Jacksonville Newspaper Recovers Attorneys’ Fees, Forces Police to Reveal Officer’s Name

Holland & Knight Newsletter
Jennifer A. Mansfield

A Jacksonville, Florida newspaper recovered more than $8,700 in attorneys’ fees from a police department that had unlawfully withheld the name of an officer who fatally shot a kidnapping suspect.

On October 11, 2005, an officer from the Jacksonville Beach Police Department shot and killed an armed suspect who attempted to burglarize and kidnap a Jacksonville Jaguars cheerleader. The Florida Times-Union requested that police provide a copy of the incident report and the name of the police officer involved in the shooting. Initially, the police chief refused to even discuss the incident with the newspaper and, despite Florida’s extremely favorable public records law, refused to furnish the document. After a formal public records request, the city’s attorney contended that the name of the police officer was protected from disclosure under an exemption to the public records law that provides a written complaint filed against a law enforcement officer shall be kept confidential. The police department argued that after the shooting, it internally generated a written complaint against the officer involved – the standard procedure the department follows for all shootings involving an officer. After further back-and-forth with the newspaper, the city released the incident report, but redacted the officer’s name.

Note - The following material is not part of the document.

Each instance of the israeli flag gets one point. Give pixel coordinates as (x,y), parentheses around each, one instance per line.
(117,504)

In response, the newspaper filed a petition for writ of mandamus in the state circuit court in Duval County. The newspaper argued that the statutory exemption from Florida’s public records law relied upon by the city only applied to situations where a formal, written complaint has been filed against a law enforcement officer, and did not apply to the police department’s internal procedures. To hold otherwise would allow the exception to swallow the rule.

The chief judge of the judicial circuit immediately held a hearing, and he granted the petition the same day. The judge applied common sense and held that the exemption could not be meant to apply to routine paperwork that police generate after this type of an incident.

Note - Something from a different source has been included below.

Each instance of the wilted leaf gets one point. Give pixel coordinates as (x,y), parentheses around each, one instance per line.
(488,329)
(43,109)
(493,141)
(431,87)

It would appear that the type of internal complaint meant in [Florida Statutes] §112.533(2)(a) is not one that is automatically filed in every case. To accept any other interpretation of the statute would result in its potential application in every case of an investigation of a law enforcement officer where the agency merely reduces the complaint to writing. This is clearly not the intent of §112.533(2)(a).

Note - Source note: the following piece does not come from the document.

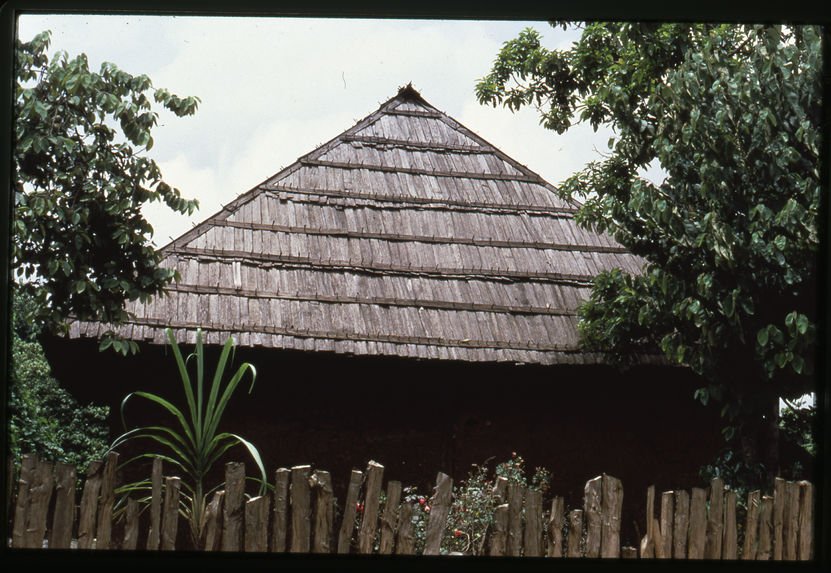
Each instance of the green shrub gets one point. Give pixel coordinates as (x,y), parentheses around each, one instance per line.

Having found the police department had wrongfully withheld the name of the police officer involved in the shooting, the Florida court ordered the police chief to fax a copy of the incident report to the newspaper immediately. After the document was delivered, the city did not dispute The Florida Times-Union’s right to attorneys’ fees and costs, and paid every cent demanded by the newspaper without a court hearing.

Holland & Knight represented The Florida Times-Union in this matter.